US competitiveness in S&T

RAND has put out a new report -- Perspectives on U.S. Competitiveness in Science and Technology. The report is the proceedings from a November 2006 conference sponsored by the Office of the Under Secretary of Defense for Personnel and Readiness. The conference used the National Academies' Rising Above the Gathering Storm report as a starting point -- from which the papers took their cue to move off in a number of different directions.

I won't attempt to summarize the papers here -- the introduction section of the report does a good job of that. There is one point that I would highlight, made most succinctly by Adam Segal but echoed in the other papers. Segal commented about the rise of technological capability in other nations (notably China), "The United States will also have to dedicate more resources to tracking technology developments abroad so as not to be surprise by swift technological breakthroughs. . . . Monitoring these developments, and exploiting them, will require a different type of training than more graduate students (and defense analysts) now receive."

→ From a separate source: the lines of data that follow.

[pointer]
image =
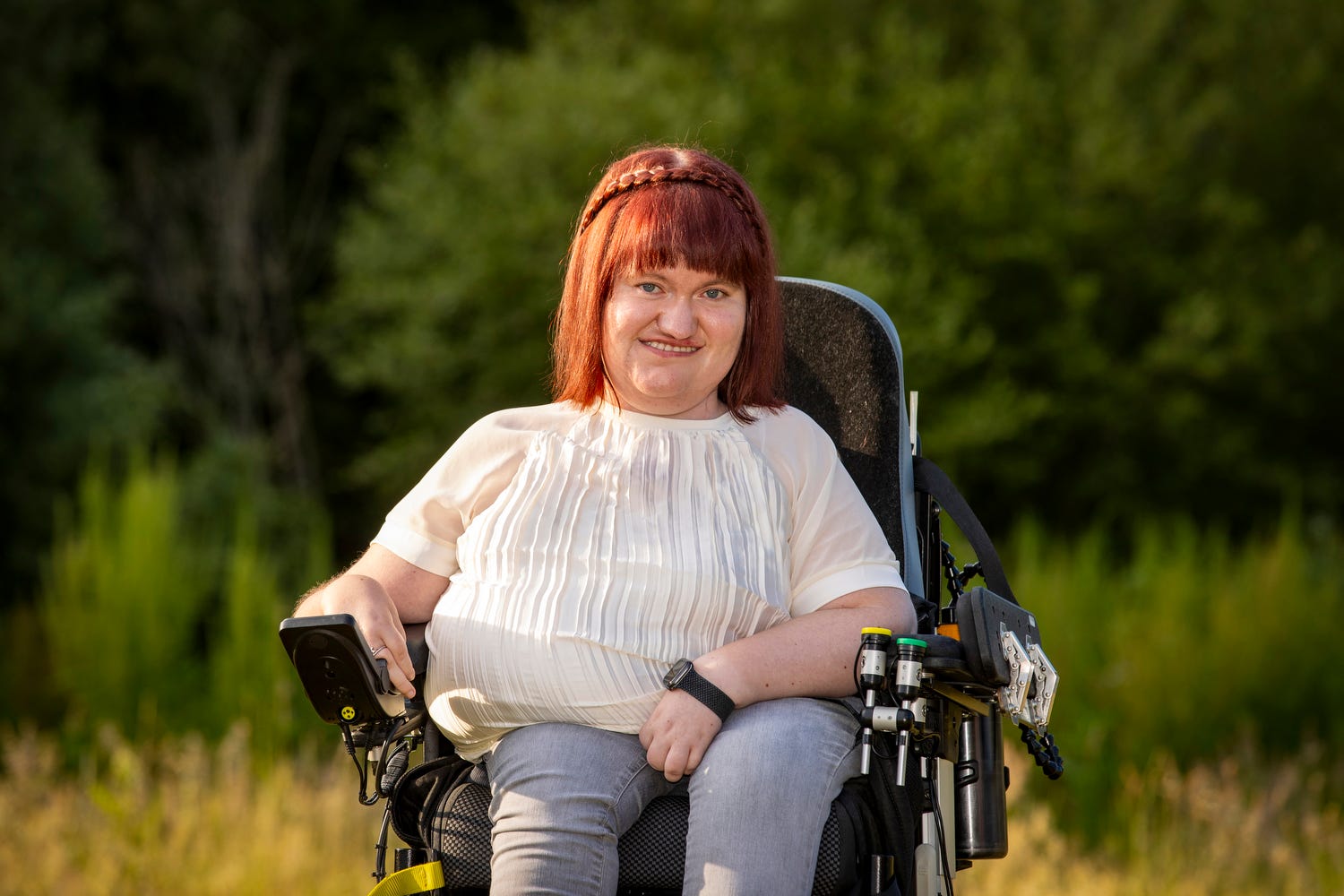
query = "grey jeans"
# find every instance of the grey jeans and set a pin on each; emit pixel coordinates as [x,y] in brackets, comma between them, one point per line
[562,794]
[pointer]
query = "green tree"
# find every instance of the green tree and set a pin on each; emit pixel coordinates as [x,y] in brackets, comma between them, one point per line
[1102,231]
[72,382]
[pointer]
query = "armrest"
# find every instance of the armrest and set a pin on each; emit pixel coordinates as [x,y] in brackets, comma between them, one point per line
[418,648]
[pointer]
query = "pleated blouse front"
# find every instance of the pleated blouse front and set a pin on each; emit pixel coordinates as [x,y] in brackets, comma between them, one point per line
[616,544]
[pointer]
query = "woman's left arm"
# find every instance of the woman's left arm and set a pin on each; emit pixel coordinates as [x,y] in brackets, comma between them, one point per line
[808,656]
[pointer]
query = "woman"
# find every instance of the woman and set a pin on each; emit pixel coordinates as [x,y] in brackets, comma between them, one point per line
[648,583]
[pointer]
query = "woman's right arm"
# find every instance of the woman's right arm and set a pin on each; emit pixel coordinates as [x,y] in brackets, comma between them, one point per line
[382,591]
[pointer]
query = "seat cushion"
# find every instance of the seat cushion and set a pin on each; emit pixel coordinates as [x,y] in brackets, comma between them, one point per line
[652,852]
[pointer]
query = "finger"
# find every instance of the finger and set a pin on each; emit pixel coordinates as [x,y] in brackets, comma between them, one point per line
[675,764]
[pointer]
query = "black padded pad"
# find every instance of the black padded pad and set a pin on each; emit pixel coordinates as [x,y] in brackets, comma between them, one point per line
[843,366]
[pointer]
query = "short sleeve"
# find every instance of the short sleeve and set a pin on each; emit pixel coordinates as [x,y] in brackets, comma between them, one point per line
[835,541]
[425,525]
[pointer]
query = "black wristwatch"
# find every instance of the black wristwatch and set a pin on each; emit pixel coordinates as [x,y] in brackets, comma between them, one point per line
[683,676]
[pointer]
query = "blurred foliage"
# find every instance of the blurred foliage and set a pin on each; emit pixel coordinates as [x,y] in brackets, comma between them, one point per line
[72,382]
[1188,648]
[1102,230]
[159,624]
[169,174]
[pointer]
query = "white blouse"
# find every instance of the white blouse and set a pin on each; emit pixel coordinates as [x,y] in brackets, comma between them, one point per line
[590,549]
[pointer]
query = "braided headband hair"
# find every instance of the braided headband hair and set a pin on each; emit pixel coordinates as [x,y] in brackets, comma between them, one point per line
[605,238]
[664,175]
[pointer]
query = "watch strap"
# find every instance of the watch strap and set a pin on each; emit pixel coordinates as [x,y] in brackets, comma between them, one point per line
[706,692]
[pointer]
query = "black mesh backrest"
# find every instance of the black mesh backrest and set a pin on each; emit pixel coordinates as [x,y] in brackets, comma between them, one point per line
[844,371]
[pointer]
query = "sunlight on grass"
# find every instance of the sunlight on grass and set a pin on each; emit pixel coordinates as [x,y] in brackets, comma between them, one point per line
[188,818]
[1233,828]
[180,818]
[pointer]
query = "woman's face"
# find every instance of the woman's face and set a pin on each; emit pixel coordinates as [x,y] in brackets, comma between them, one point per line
[669,336]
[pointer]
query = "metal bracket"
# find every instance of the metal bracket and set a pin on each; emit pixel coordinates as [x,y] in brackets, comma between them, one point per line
[1047,680]
[1012,696]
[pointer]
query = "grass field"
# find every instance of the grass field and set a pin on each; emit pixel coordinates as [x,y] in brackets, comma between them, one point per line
[1195,715]
[190,818]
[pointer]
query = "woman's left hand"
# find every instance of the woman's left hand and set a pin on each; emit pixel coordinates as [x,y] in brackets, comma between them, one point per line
[677,734]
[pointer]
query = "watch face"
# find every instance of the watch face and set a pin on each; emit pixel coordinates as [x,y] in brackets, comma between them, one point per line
[676,673]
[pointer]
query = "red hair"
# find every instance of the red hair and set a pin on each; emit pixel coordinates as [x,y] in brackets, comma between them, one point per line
[661,207]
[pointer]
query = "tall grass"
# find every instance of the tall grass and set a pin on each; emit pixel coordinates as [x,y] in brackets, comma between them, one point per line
[179,817]
[185,817]
[1185,646]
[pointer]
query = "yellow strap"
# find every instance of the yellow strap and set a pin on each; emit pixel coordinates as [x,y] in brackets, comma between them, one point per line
[417,879]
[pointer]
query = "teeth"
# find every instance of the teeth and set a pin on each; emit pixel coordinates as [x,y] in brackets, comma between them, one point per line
[664,347]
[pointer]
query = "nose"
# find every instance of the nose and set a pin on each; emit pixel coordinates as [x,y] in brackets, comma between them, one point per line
[677,317]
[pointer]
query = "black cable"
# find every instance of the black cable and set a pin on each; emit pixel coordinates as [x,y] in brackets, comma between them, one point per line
[943,842]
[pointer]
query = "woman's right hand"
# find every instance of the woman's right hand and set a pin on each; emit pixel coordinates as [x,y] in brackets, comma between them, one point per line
[381,591]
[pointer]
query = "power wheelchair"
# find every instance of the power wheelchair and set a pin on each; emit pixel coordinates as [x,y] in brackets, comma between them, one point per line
[932,796]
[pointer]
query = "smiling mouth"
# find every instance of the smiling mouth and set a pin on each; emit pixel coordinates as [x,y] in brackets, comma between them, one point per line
[676,349]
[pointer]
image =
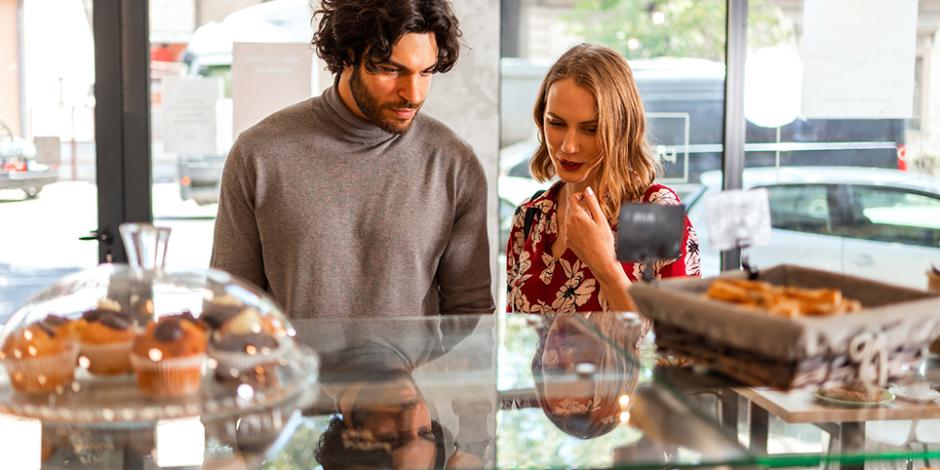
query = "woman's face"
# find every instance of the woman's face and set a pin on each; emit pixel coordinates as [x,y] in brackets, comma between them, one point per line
[570,126]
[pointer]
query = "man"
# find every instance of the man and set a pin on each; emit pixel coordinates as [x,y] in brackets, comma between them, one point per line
[353,203]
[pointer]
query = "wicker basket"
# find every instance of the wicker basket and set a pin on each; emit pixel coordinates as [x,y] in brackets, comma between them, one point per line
[890,333]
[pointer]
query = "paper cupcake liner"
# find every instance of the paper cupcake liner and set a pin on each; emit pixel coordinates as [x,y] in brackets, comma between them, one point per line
[170,377]
[107,359]
[42,374]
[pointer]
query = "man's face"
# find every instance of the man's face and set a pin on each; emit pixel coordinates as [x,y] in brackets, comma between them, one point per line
[390,96]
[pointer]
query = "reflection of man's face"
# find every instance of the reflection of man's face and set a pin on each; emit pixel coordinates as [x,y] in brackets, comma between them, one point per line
[566,346]
[397,415]
[390,96]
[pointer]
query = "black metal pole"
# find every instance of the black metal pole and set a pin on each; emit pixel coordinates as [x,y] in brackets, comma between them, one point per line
[732,162]
[122,119]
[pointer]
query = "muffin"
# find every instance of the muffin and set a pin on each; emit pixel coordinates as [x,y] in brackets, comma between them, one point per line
[249,358]
[238,320]
[63,326]
[168,357]
[39,358]
[105,339]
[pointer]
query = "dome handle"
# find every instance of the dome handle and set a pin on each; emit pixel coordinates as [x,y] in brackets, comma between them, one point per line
[145,245]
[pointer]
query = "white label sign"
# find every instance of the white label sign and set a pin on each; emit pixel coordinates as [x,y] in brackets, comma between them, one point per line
[267,77]
[738,219]
[189,114]
[858,58]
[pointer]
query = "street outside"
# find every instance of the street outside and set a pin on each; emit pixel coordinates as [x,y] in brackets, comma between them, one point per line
[39,237]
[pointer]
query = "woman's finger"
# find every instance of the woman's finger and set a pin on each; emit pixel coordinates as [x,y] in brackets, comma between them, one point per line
[593,207]
[574,205]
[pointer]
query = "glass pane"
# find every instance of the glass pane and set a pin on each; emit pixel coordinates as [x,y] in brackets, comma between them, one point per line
[194,114]
[48,196]
[845,107]
[676,52]
[893,216]
[800,208]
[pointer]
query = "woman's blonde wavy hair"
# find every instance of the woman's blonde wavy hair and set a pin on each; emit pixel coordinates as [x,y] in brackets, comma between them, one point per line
[627,167]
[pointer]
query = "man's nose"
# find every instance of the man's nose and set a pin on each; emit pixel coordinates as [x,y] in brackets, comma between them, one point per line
[411,88]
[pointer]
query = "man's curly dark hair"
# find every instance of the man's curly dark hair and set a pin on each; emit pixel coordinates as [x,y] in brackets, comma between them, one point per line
[353,30]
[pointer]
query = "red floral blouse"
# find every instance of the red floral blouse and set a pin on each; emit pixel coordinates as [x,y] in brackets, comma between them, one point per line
[539,283]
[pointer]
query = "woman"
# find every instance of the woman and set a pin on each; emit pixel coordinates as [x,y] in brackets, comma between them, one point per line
[592,135]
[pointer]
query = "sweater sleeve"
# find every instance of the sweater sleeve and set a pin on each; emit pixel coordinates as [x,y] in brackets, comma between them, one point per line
[236,247]
[463,274]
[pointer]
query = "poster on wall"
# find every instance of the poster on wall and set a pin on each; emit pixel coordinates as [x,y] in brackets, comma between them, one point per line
[863,68]
[189,115]
[267,77]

That mindset of exploiting technology from abroad used to be a part of the American innovation system. Unfortunately, that seems to have changes with the growth of the “US as number one” thinking. After all, we were the most highly advanced nation on the planet. What could we possibly learn from anyone else? We taught the world, not learned from it.

With the new emphasis by companies on global innovation and open-source innovation, many companies are picking it up that mindset of "learning from others" again. However, many policymakers are still in the “not invented here” mode when it comes to technology development. That needs to change.